Skip to content
bayerj edited this page Feb 28, 2012 · 1 revision

This is a draft.

Optimizer classes are objects that work adapt a parameter wrt to minimize an objective function. For writing the optimizers, the following contract should hold.

Signature of __init__

  • The first parameter is always wrt,
  • All callables of a functional form of the loss (that is the loss itself, its derivatives, etc,called functions from now on) follow,
  • meta parameters come next,
  • iterators of arguments to the functions are the first optional keyword arguments.

Nature of wrt

There are two ways wrt can behave.

  1. It is a numpy array with one dimension. If the parameters to be optimized have to have another form (e.g. a two dimensional matrix) the corresponding views have to be created from it.
  2. It is a pair (get_wrt, set_wrt) which represents two functions. The first retrieves the latest parameter vector as a numpy array, the second sets the current parameter vector to the given value (which is a numpy array again).

To elaborate on the second: In some cases, like GPUs, we cannot expect all the operations to be defined on the corresponding class. Since we want to use certain operations on them, we need to explicitly convert them to numpy arrays, which, sad but true, requires us to copy.

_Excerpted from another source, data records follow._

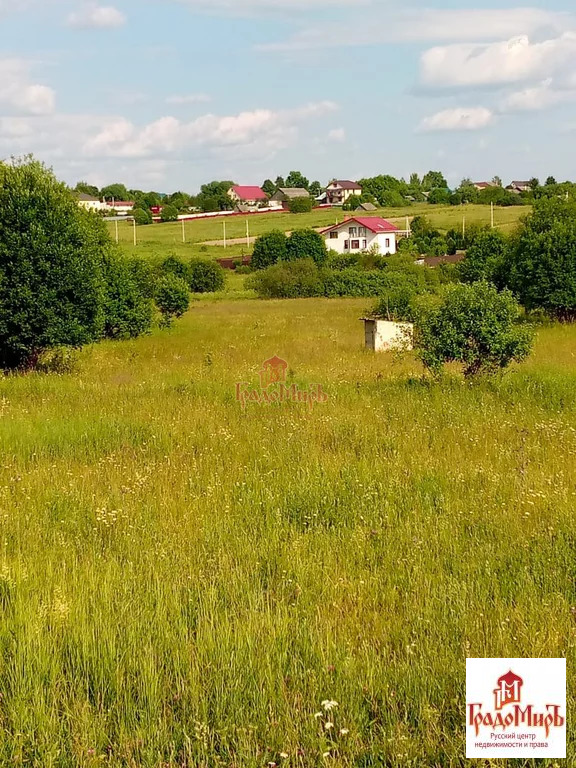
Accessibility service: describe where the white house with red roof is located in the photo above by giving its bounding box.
[228,186,268,208]
[326,179,362,205]
[322,216,399,255]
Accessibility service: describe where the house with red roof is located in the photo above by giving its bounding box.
[322,216,398,255]
[326,179,362,205]
[228,185,268,208]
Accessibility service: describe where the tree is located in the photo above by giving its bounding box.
[286,171,310,189]
[188,259,226,293]
[505,198,576,320]
[422,171,448,192]
[100,184,130,201]
[0,158,155,368]
[160,205,178,222]
[288,197,314,213]
[156,274,190,327]
[459,229,508,284]
[132,208,152,227]
[308,181,322,197]
[414,282,532,378]
[286,229,328,266]
[250,229,288,269]
[74,181,100,197]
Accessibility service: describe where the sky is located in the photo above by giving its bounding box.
[0,0,576,193]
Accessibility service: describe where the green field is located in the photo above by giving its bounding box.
[108,205,529,258]
[0,294,576,768]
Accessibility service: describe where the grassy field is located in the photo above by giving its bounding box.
[108,205,529,258]
[0,299,576,768]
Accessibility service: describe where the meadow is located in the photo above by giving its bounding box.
[108,204,529,258]
[0,292,576,768]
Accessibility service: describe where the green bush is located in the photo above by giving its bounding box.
[250,229,288,269]
[188,259,226,293]
[415,282,532,377]
[160,205,178,222]
[288,197,314,213]
[0,158,110,368]
[246,259,324,299]
[156,274,190,327]
[285,229,328,266]
[132,208,152,227]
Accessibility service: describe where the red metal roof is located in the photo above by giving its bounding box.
[322,216,398,234]
[232,187,268,200]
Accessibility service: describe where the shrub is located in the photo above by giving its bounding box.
[250,229,288,269]
[156,274,190,327]
[288,197,314,213]
[502,199,576,320]
[415,282,532,377]
[286,229,328,266]
[246,259,323,299]
[132,208,152,227]
[103,256,154,339]
[188,259,226,293]
[0,158,108,368]
[160,205,178,222]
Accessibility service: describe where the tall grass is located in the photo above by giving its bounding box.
[0,300,576,768]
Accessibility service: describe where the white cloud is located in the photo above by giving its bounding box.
[0,59,56,115]
[419,107,494,133]
[420,32,576,88]
[258,4,576,51]
[166,93,212,106]
[83,102,337,157]
[68,2,126,29]
[328,128,346,142]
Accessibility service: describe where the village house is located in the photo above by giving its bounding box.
[270,187,310,208]
[322,216,398,255]
[228,186,268,210]
[326,179,362,205]
[76,192,106,211]
[506,181,532,195]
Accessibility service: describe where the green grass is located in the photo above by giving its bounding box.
[108,205,529,258]
[0,299,576,768]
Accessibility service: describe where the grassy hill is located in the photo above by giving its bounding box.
[0,294,576,768]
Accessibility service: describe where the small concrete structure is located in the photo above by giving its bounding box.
[362,317,414,352]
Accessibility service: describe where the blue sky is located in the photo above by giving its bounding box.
[0,0,576,192]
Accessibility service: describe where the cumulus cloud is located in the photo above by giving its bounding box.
[68,3,126,29]
[419,107,494,133]
[258,4,576,51]
[0,59,56,115]
[420,32,576,88]
[166,93,212,106]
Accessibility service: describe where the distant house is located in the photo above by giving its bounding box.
[76,192,106,211]
[322,216,398,254]
[506,181,532,195]
[270,187,310,208]
[326,179,362,205]
[228,186,268,208]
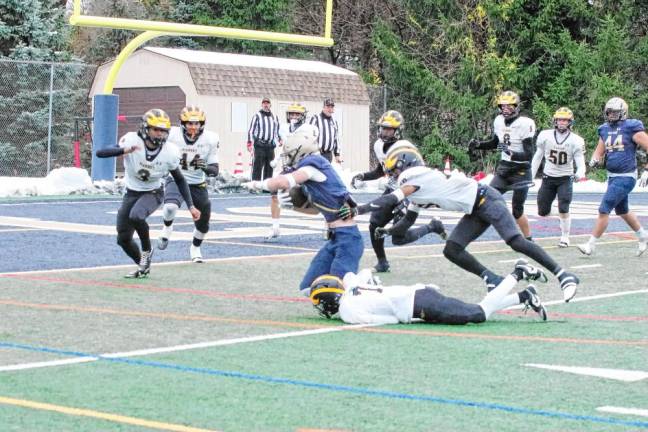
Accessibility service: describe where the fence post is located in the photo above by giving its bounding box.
[92,94,119,181]
[47,63,54,174]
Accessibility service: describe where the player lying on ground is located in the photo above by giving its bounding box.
[338,142,579,302]
[310,259,547,324]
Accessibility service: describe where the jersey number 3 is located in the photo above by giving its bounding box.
[547,150,567,165]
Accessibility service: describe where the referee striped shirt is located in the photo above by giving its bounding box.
[310,113,340,156]
[248,110,279,145]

This might of course lead to performance issues in some cases.

Behaviour of iteration and the info dictionary

The optimizer basically is an iterator because it's main logic lives in __iter__. Also, it can be used by either a for loop or by via convenience functions which essentially run that for loop.

Some things to respect when writing an optimizer:

  • an optimizer never stops iteration except if an error occurs; in that case, an exception should be thrown,
  • an optimizer never calculates more than needed for the optimization process (e.g. GradientDescent never calculates the actual loss) which can be calculated from the outside.